Did not finish book. Stopped at 55%.
This should have been a remarkable story. It should have been a story about a preacher speaking the word of God and seeing a beautiful man in the crowd, a man who saw him in turn and felt the love of God and flesh as one. It should have been about the following of the preacher, the mass exodus from civilisation to Cana, and it's establishment. It should have been about these two men fighting their desires and attractions and ultimately realising their love is not damned by God but given by him, leading to the one night where Nathaniel was with both Arthur and his wife, resulting in the miracle of Ezekiel, the boy with two fathers. A miracle! What a great, dynamic, compelling story that would be!

And maybe it was about that, but we only heard those parts in flashbacks and footnotes. Everything that was on the page was rendered almost meaningless by how interstitial it was in comparison to the things that happened during the MASSIVE time skips
Between chapters. The things we do see are shades of what we don't, leaving a sense of frustration and oftentimes even some confusion. What a bizarre way of writing a story. All tell, no show. All gums, no teeth. I can't say all sizzle no steak because there wasn't even sizzle.

Nathaniel is a weak character- not because of his actions or lack thereof, which is a fact important to the story, but because he doesn't seem particularly invested in or even affected by the narrative his actions have set in motion, though not in any way that appears as an intentional choice on the writer's part. It's a shortcoming, not a choice, and it makes the reader feel like Nathaniel doesn't belong in this story sometimes, like he's a stranger who just wandered in. And then there's Arthur's optimism about the acceptance of queerness, which, while inspiring, borders on anachronism at times, making it feel like he too is from a different story or even a different time period altogether.

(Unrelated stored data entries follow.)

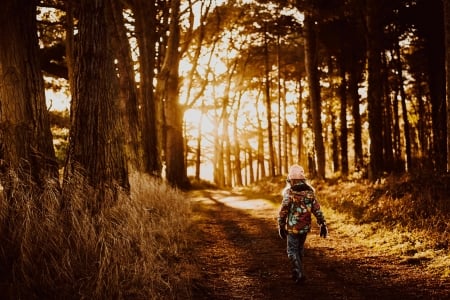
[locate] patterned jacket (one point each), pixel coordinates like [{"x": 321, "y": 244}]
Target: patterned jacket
[{"x": 299, "y": 202}]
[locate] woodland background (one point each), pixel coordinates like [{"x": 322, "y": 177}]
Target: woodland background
[{"x": 349, "y": 89}]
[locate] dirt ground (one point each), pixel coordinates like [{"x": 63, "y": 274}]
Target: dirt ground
[{"x": 240, "y": 256}]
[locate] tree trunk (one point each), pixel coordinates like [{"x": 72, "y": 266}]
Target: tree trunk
[
  {"x": 406, "y": 126},
  {"x": 128, "y": 92},
  {"x": 96, "y": 147},
  {"x": 268, "y": 106},
  {"x": 343, "y": 118},
  {"x": 447, "y": 65},
  {"x": 374, "y": 94},
  {"x": 26, "y": 144},
  {"x": 357, "y": 130},
  {"x": 435, "y": 48},
  {"x": 151, "y": 110},
  {"x": 300, "y": 148},
  {"x": 311, "y": 63},
  {"x": 168, "y": 88}
]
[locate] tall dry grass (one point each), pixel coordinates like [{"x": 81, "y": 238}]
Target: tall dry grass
[
  {"x": 406, "y": 216},
  {"x": 130, "y": 250}
]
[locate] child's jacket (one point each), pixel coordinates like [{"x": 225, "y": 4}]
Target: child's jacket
[{"x": 299, "y": 202}]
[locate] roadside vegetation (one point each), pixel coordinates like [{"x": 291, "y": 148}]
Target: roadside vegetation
[
  {"x": 402, "y": 216},
  {"x": 131, "y": 250}
]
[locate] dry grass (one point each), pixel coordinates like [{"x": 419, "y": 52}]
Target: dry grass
[
  {"x": 132, "y": 250},
  {"x": 407, "y": 217}
]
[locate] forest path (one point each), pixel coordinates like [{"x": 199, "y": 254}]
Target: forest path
[{"x": 240, "y": 256}]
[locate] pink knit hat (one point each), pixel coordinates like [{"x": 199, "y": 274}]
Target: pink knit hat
[{"x": 296, "y": 172}]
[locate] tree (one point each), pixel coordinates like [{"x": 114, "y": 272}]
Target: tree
[
  {"x": 168, "y": 91},
  {"x": 311, "y": 61},
  {"x": 374, "y": 95},
  {"x": 147, "y": 36},
  {"x": 96, "y": 146},
  {"x": 26, "y": 147},
  {"x": 447, "y": 65}
]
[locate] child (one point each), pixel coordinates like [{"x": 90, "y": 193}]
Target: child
[{"x": 294, "y": 219}]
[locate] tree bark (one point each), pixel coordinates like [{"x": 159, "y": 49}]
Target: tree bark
[
  {"x": 129, "y": 106},
  {"x": 168, "y": 91},
  {"x": 447, "y": 65},
  {"x": 374, "y": 94},
  {"x": 151, "y": 104},
  {"x": 96, "y": 147},
  {"x": 268, "y": 106},
  {"x": 26, "y": 144},
  {"x": 311, "y": 63}
]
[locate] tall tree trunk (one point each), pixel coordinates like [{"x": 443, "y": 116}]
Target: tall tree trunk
[
  {"x": 447, "y": 65},
  {"x": 343, "y": 118},
  {"x": 311, "y": 63},
  {"x": 237, "y": 146},
  {"x": 435, "y": 48},
  {"x": 357, "y": 129},
  {"x": 374, "y": 95},
  {"x": 128, "y": 92},
  {"x": 406, "y": 126},
  {"x": 151, "y": 110},
  {"x": 268, "y": 106},
  {"x": 96, "y": 147},
  {"x": 300, "y": 148},
  {"x": 168, "y": 88},
  {"x": 26, "y": 144}
]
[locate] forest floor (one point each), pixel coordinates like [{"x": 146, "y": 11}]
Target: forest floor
[{"x": 239, "y": 255}]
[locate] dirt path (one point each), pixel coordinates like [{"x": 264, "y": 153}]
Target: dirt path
[{"x": 240, "y": 256}]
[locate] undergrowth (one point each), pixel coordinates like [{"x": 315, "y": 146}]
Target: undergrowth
[
  {"x": 407, "y": 217},
  {"x": 130, "y": 250}
]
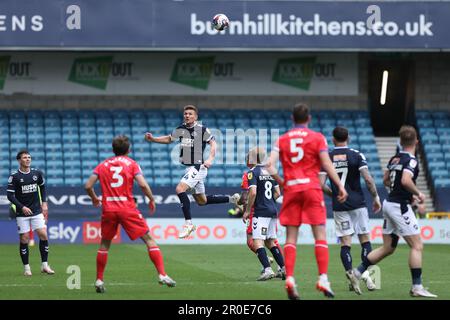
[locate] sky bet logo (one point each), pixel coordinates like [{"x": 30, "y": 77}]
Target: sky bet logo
[
  {"x": 95, "y": 71},
  {"x": 13, "y": 69}
]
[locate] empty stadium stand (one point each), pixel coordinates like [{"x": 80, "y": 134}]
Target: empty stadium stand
[{"x": 67, "y": 144}]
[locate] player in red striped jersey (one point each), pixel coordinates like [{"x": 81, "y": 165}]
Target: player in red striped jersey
[{"x": 303, "y": 152}]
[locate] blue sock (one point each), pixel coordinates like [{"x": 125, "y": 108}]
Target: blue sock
[
  {"x": 43, "y": 248},
  {"x": 262, "y": 256},
  {"x": 24, "y": 253},
  {"x": 346, "y": 257},
  {"x": 277, "y": 256},
  {"x": 212, "y": 199},
  {"x": 416, "y": 274},
  {"x": 366, "y": 247},
  {"x": 185, "y": 205}
]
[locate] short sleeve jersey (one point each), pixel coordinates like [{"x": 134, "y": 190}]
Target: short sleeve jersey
[
  {"x": 348, "y": 163},
  {"x": 400, "y": 164},
  {"x": 25, "y": 187},
  {"x": 193, "y": 141},
  {"x": 299, "y": 151},
  {"x": 116, "y": 177},
  {"x": 265, "y": 205},
  {"x": 245, "y": 186}
]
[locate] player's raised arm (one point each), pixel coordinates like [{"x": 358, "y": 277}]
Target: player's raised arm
[
  {"x": 89, "y": 187},
  {"x": 328, "y": 167},
  {"x": 43, "y": 194},
  {"x": 163, "y": 139},
  {"x": 271, "y": 165},
  {"x": 323, "y": 183},
  {"x": 147, "y": 191}
]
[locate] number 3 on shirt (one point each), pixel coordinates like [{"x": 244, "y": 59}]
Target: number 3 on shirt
[
  {"x": 117, "y": 177},
  {"x": 295, "y": 148}
]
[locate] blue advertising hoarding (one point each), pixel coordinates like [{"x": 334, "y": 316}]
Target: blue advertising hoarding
[{"x": 254, "y": 25}]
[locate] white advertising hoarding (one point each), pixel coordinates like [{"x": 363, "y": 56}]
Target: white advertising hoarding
[
  {"x": 68, "y": 73},
  {"x": 233, "y": 231}
]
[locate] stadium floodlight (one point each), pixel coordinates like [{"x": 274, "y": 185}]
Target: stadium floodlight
[{"x": 384, "y": 87}]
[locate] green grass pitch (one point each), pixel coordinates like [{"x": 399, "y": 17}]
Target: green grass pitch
[{"x": 205, "y": 272}]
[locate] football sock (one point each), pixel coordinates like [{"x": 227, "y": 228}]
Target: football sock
[
  {"x": 321, "y": 251},
  {"x": 366, "y": 247},
  {"x": 262, "y": 256},
  {"x": 43, "y": 248},
  {"x": 416, "y": 274},
  {"x": 278, "y": 246},
  {"x": 346, "y": 257},
  {"x": 212, "y": 199},
  {"x": 24, "y": 253},
  {"x": 276, "y": 253},
  {"x": 157, "y": 259},
  {"x": 102, "y": 258},
  {"x": 185, "y": 205},
  {"x": 290, "y": 254},
  {"x": 250, "y": 245}
]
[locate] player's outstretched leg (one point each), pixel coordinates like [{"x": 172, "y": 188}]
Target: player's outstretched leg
[
  {"x": 415, "y": 265},
  {"x": 24, "y": 255},
  {"x": 43, "y": 248},
  {"x": 156, "y": 257},
  {"x": 102, "y": 259}
]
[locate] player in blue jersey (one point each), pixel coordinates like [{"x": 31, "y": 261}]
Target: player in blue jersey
[
  {"x": 193, "y": 138},
  {"x": 399, "y": 218},
  {"x": 26, "y": 192},
  {"x": 262, "y": 194},
  {"x": 351, "y": 216}
]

In fact, most of the characters are going through their own things, which I know is normal, but to this extent and in this way it leads to a story that goes nowhere with characters who aren't really connected in any meaningful way at all.

All of this is quite unfortunate, because the prose and writing style itself is actually quite beautiful! Despite the fact that nothing really seemed to be happening, the words ebbed and flowed and carried me along so pleasantly. I just wish it had been *for* something, instead of what it was, which was an empty husk full of beautiful words whuch were disconnected from the people they were talking about. It was a book that left me not hating it, but just with a deep sense of disappointment for what it actually could have been if the author hadn't, for some reason, focussed on all the wrong things.